Nur ihren strengen Regeln entwich ich immer häufiger mit klammheimlicher Freude. Ich hatte stets pünktlich zu Hause zu sein. Als Trotzreaktion ließ ich mir daher unterwegs immer viel Zeit und trödelte, vor allem wenn daheim Arbeit auf mich wartete. Eines Abends im Frühjahr 1977 ging es schon auf halb sieben Uhr zu, als ich mich vom Spielplatz auf den Heimweg machte. Ganz gegen ihre Gewohnheit hatte Mutti mich nicht um 18 . 00 Uhr schimpfend nach Hause beordert. Vorsichtshalber drehte ich die Zeiger meiner Armbanduhr zurück und legte mir eine Ausrede zurecht.
Aber ich bekam gar keine Gelegenheit, sie vorzutragen. Als ich nach Hause kam, war die Tür verschlossen. Dabei brannte drinnen Licht. Ich klingelte, doch niemand öffnete. Also ging ich ums Haus. Der Kellereingang, die Tür zum Dachboden, die Fenster: alles war verschlossen und verrammelt. Ich war ausgesperrt. Angst kroch in mir hoch, und ich klingelte Sturm, aber nichts tat sich. Ich wusste genau, dass meine Mutti meine Ankunft längst bemerkt haben musste. Doch jetzt ließ sie mich so richtig auflaufen. Na schön, ich war unpünktlich, hatte die heilige Hausordnung missachtet. Bloß, war das ein Grund, mich gleich auszusperren? Mutti konnte manchmal so herzlos wie eine Stiefmutter aus dem Märchenbuch sein.
Ich läutete noch mal. Auf einmal befiel mich die blanke Panik. Die wollen mich nicht mehr!, schoss es mir durch den Kopf. Soll ich jetzt auf der Straße schlafen? Wo bekomme ich noch was zu essen? Ich brach in Tränen aus und überlegte krampfhaft, ob es nicht doch irgendeinen Zugang ins Haus gebe. Es war aussichtslos. Ich weinte und bat flehentlich: »Lasst mich rein!« Ich sah schon vor mir, wie ich wieder ins Heim abgeschoben wurde. »Es soll auch nie wieder vorkommen!«, beteuerte ich unter Tränen. Alle erdenklichen Versprechungen gab ich ab, das konnten meine Eltern nicht überhören. Aber es blieb fruchtlos. Meine Hilflosigkeit verwandelte sich mehr und mehr in Wut, und ich trat mit dem Fuß gegen die Tür. Immer wieder.
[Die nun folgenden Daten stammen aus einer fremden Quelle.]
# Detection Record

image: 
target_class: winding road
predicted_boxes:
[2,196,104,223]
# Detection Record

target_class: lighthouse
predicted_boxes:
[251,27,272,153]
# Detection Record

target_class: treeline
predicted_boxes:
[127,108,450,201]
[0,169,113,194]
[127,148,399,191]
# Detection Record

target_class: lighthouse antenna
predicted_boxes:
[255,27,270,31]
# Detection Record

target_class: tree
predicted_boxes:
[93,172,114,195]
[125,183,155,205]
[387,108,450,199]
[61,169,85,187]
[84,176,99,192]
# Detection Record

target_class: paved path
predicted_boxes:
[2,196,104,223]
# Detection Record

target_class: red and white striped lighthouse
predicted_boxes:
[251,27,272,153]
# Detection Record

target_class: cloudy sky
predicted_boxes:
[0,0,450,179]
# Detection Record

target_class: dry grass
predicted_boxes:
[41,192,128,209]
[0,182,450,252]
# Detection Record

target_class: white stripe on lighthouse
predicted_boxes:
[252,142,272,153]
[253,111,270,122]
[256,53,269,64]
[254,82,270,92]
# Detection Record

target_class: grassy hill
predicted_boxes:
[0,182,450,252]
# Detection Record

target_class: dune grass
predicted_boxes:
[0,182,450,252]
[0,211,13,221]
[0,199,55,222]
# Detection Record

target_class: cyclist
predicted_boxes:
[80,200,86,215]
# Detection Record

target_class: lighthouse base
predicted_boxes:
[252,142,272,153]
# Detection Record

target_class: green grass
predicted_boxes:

Sonst war ich eher in mich gekehrt, jetzt dagegen packte mich eine tiefe Verzweiflung. Beinahe eine halbe Stunde lang trommelte ich wie besessen gegen das Portal, bis mir die Kraft ausging. Kein Zweifel: Ich war in meinem Elternhaus nicht mehr willkommen. Nach manch anderen Enttäuschungen war das ein echter Tiefschlag für mich. In diesem Augenblick ging etwas in mir zu Bruch, was sich später nie mehr richtig zusammenfügen ließ. Für meine Eltern war ich all die Jahre eine Fremde geblieben. Das war für mich die Botschaft dieses Abends.
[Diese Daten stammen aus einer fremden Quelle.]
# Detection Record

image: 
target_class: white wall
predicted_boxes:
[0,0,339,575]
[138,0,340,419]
In meiner hilflosen Wut brüllte ich: »Wenn ihr mich nicht wollt, dann geh ich eben!« Heulend wandte ich mich ab, um Zuflucht bei meiner Tante fünf Häuser weiter zu suchen. Als ich das Gartentor erreichte und meine Aussperrung somit öffentlich zu werden drohte, öffnete sich wie von Geisterhand die Haustür.
Aufgelöst und gedemütigt schlich ich hinein.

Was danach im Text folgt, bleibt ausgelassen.